Projet de loi Croissance, activité et égalité des chances économiques

Direction de la Séance

N°276 rect.

2 avril 2015

(1ère lecture)

(PROCÉDURE ACCÉLÉRÉE)

(n° 371 , 370 )


AMENDEMENT

C Demande de retrait
G Défavorable
Retiré

présenté par

Mme LAMURE et MM. CÉSAR, KENNEL, LEFÈVRE, Daniel LAURENT, CALVET, SIDO et LAMÉNIE


ARTICLE 56

Consulter le texte de l'article ^

Après l'alinéa 1

Insérer cinq alinéas ainsi rédigés :

...° L’article L. 145-3 du code de commerce est complété par quatre alinéas ainsi rédigés :

« Les dispositions du chapitre IV du présent titre ne sont pas applicables aux contrats de location qui ne remplissent pas les trois conditions cumulatives suivantes :

« – Stabilité et permanence, pendant toute la durée du contrat, de l’emplacement dans lequel est exercée l’activité, sans possibilité pour le bailleur de le déplacer unilatéralement ;

« – Existence, au profit de l’activité exercée, d’une clientèle propre, personnelle et autonome ;

« – Absence de contraintes incompatibles avec le libre exercice de l’activité par le preneur. »

Objet

Le présent amendement vise à conforter la jurisprudence existante[1] qui exclut du champ d’application du statut des baux commerciaux les contrats de location de surface dès lors que certains critères ne sont pas réunis :

- Stabilité et permanence d’un local ;

- Existence d’une clientèle propre à l’activité exercée dans le local ;

- Absence de contraintes incompatibles avec le libre exercice de l’activité.
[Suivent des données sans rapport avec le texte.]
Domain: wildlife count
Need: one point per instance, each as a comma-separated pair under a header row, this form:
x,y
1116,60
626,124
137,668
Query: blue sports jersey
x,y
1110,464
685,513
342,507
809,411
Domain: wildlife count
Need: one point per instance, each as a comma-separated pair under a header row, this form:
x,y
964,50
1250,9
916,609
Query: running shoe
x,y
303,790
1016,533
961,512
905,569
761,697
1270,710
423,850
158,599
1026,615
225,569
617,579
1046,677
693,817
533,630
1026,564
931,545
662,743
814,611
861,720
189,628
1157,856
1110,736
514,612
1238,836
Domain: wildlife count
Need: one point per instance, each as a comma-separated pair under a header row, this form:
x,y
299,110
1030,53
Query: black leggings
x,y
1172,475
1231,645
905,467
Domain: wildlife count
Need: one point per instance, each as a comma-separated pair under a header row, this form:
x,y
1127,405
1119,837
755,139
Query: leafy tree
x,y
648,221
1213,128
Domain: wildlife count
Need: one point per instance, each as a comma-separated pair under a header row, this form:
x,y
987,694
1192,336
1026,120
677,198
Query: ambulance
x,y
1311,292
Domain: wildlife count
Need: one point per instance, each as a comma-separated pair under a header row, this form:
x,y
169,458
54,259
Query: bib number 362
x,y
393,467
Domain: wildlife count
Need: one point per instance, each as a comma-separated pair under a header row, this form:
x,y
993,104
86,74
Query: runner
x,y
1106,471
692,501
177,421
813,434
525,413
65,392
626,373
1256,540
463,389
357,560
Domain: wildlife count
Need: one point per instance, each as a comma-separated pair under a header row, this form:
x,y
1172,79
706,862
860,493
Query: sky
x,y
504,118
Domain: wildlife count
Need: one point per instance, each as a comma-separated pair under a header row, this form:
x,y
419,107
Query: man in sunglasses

Il ne s’agit pas d’introduire une disposition qui viendrait déroger au statut des baux commerciaux mais de constater que ce statut ne pas peut trouver application si certains critères qui en justifient son existence ne sont pas réunis. Réciproquement, les clarifications apportées permettront de mieux lutter contre les pratiques de contournement du statut des baux commerciaux.

Un contentieux abondant est né d’occupants de surfaces qui revendiquent le statut des baux commerciaux alors que leur emplacement n’y est pas éligible...

Or, le précédent civiliste n'assure pas pleinement une fonction de sécurisation et de stabilité juridiques, contrairement à la jurisprudence de common law.

Il en résulte une insécurité juridique et judiciaire structurelle, qui conduit à un aléa moral, voire un abus de droit : l'occupant de surface, s'il vient à être évincé, ne risque rien à rechercher en justice la requalification de son contrat en bail commercial, alors qu'un recours, qu’il sait très probablement voué à l’échec, lui permet de se maintenir en place quelques mois de plus sans cause, voire de négocier une indemnité de départ aussi excessive qu'indue.

L’insertion dans le Code de commerce des solutions dégagées par la jurisprudence leur donnera plus d’autorité juridique et limitera les contentieux abusifs qui encombrent les tribunaux.

Cette précision apportée au champ d’application du statut des baux commerciaux s’inscrit légitimement dans le cadre du projet de loi pour la croissance et l’activité dont les dispositions ont précisément pour objet de lever les freins à l’innovation et à la concurrence.



NB :La rectification consiste en un changement de place d'un article additionnel avant l'article 10 A vers l'article 56.